Infrastructure & Operations
- Advance cloud-native infrastructure, deployment methodologies, and automation processes.
- Boost resilience, fault tolerance, and recovery mechanisms across systems.
Observability
- Create and enhance dashboards, alerts, metrics, logs, and traces.
- Establish Service Level Indicators (SLIs) and Service Level Objectives (SLOs) to improve system visibility.
Tooling & Automation
- Craft tools that diminish operational toil and bolster reliability.
- Contribute to infrastructure-as-code practices, CI/CD pipelines, and GitOps workflows.
Collaboration
- Collaborate closely with engineering teams to ensure services are robust and production-ready.
- Mentor engineers in reliability, troubleshooting, and operational best practices.
Bonus Skills
- Experience with large-scale, high-traffic systems.
- Familiarity with fault-tolerant design, disaster recovery (DR), and high availability (HA) patterns.

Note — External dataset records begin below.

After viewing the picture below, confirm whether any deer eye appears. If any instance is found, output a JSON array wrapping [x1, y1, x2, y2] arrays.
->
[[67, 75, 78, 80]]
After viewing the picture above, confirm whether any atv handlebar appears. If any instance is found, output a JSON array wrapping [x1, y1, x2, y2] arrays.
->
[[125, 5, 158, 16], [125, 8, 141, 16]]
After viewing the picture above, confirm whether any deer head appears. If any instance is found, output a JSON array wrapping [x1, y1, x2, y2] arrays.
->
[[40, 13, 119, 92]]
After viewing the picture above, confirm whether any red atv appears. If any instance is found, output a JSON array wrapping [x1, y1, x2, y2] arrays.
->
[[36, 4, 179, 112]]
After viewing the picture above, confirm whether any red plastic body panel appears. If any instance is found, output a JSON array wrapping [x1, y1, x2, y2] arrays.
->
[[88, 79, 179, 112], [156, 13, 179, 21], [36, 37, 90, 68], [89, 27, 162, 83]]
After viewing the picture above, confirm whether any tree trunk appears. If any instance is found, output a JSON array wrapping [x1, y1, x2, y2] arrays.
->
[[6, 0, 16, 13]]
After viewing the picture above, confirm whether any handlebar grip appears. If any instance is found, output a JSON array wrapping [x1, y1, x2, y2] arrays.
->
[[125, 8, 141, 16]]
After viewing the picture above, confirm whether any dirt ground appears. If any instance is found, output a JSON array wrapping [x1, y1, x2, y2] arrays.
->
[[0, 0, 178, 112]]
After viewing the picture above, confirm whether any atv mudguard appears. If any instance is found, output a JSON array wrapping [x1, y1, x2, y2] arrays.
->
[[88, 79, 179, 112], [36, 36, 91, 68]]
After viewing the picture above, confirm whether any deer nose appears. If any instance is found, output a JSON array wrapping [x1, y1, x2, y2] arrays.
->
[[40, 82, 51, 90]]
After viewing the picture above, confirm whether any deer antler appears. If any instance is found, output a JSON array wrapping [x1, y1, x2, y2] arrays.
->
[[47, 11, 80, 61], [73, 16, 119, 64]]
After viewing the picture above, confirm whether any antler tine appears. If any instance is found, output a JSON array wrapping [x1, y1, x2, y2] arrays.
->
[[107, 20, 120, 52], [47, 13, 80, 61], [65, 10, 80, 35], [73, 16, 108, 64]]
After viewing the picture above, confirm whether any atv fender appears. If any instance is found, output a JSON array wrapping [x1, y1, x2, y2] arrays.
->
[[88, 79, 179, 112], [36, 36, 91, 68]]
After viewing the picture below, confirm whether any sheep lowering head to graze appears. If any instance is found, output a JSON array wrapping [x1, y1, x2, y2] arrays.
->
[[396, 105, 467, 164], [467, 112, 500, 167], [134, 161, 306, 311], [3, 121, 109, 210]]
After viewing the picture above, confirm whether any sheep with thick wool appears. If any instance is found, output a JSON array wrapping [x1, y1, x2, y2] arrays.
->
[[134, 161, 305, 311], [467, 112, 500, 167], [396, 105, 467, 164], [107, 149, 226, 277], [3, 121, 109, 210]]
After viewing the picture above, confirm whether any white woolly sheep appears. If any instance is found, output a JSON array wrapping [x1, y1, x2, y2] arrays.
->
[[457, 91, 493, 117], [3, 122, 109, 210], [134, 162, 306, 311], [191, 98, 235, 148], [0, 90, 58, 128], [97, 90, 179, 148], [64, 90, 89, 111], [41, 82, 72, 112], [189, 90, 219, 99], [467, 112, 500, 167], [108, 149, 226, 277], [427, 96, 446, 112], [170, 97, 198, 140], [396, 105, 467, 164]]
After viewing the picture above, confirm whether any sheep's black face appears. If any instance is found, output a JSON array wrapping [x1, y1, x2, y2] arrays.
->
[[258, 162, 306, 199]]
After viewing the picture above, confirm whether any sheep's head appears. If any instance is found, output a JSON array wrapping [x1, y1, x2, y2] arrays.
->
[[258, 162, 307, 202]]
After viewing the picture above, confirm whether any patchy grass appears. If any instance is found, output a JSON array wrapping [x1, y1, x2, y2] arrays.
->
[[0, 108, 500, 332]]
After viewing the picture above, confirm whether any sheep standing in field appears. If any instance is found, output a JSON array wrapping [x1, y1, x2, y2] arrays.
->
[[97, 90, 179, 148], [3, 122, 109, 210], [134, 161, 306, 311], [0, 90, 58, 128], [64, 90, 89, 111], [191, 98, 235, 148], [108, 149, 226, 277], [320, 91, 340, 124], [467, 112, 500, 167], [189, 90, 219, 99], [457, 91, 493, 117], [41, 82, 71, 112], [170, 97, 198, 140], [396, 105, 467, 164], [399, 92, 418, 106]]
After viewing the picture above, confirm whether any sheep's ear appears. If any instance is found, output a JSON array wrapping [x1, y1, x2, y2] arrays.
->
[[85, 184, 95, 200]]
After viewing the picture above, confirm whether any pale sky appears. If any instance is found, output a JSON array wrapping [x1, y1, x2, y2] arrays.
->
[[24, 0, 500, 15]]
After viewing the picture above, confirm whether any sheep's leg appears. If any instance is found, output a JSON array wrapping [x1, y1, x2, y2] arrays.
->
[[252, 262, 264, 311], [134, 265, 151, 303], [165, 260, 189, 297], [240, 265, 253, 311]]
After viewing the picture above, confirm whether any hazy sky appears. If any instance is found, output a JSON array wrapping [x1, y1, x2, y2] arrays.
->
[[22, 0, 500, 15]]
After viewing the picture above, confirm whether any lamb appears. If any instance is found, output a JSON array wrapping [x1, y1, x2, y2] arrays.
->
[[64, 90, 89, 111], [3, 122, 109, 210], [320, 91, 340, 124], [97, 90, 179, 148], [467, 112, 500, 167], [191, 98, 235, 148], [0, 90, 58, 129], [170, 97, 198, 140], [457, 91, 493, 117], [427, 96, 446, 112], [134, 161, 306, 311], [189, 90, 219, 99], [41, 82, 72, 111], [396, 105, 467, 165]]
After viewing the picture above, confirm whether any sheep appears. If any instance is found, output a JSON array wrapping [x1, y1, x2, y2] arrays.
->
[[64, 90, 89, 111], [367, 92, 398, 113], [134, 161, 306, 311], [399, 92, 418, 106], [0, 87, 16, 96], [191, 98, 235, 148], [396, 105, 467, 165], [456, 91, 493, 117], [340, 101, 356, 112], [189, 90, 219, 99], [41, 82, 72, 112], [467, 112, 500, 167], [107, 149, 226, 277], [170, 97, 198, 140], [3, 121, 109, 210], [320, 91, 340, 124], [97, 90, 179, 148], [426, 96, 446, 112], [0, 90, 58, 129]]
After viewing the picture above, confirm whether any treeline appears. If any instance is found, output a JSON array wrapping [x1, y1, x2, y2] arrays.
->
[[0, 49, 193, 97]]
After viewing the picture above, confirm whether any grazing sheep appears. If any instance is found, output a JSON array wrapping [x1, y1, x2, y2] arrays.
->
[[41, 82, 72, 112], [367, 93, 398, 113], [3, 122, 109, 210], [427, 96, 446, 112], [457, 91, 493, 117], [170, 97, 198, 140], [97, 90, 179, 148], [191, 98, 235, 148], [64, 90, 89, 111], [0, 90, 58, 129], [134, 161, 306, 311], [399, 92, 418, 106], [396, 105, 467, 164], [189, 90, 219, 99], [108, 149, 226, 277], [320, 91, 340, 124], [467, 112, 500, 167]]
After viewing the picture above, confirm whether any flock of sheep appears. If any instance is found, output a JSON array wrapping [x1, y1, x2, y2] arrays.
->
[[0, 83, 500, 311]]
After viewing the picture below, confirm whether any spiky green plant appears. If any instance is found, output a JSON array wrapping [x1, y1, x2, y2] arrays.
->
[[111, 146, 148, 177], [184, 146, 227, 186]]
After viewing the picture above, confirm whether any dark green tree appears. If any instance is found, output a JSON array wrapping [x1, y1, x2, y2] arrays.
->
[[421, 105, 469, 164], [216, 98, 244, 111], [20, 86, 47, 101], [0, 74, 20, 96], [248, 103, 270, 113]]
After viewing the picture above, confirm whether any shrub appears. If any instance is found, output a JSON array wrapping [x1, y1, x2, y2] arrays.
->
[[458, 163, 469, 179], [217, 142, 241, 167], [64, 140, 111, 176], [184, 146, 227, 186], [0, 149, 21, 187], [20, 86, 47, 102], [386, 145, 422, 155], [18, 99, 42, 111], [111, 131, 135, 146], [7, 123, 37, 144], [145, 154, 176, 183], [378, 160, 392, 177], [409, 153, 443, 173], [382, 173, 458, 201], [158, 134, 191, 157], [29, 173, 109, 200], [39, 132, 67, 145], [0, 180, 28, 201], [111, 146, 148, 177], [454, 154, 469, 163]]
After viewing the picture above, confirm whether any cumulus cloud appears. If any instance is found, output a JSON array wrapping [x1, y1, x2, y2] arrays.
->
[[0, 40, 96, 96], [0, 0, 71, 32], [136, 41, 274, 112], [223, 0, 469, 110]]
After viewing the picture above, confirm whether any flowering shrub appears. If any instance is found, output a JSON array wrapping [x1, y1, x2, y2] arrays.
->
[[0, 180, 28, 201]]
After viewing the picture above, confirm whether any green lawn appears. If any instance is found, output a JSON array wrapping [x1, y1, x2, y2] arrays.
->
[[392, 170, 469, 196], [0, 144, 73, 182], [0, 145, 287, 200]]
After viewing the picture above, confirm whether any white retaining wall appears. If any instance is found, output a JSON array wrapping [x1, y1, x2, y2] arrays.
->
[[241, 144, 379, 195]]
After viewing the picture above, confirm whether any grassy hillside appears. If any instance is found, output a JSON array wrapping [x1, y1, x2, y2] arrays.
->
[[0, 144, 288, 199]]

- Knowledge of SLIs, SLOs, and error budgets.
Location Preference
- We prefer candidates located within GMT 0 to +6 time zones to facilitate team collaboration and on-call coverage.
Requirements
- Extensive experience with Kubernetes, service mesh technologies, and cloud platforms (AWS, GCP, or Azure).
- In-depth knowledge of Linux, networking, distributed systems, and load balancing.
- Practical experience with Terraform or similar Infrastructure-as-Code tools.
- Proficiency with observability platforms such as Prometheus, Grafana, Loki, Mimir, or equivalent.
- Strong skills in scripting or programming languages such as Python, Go, or Java.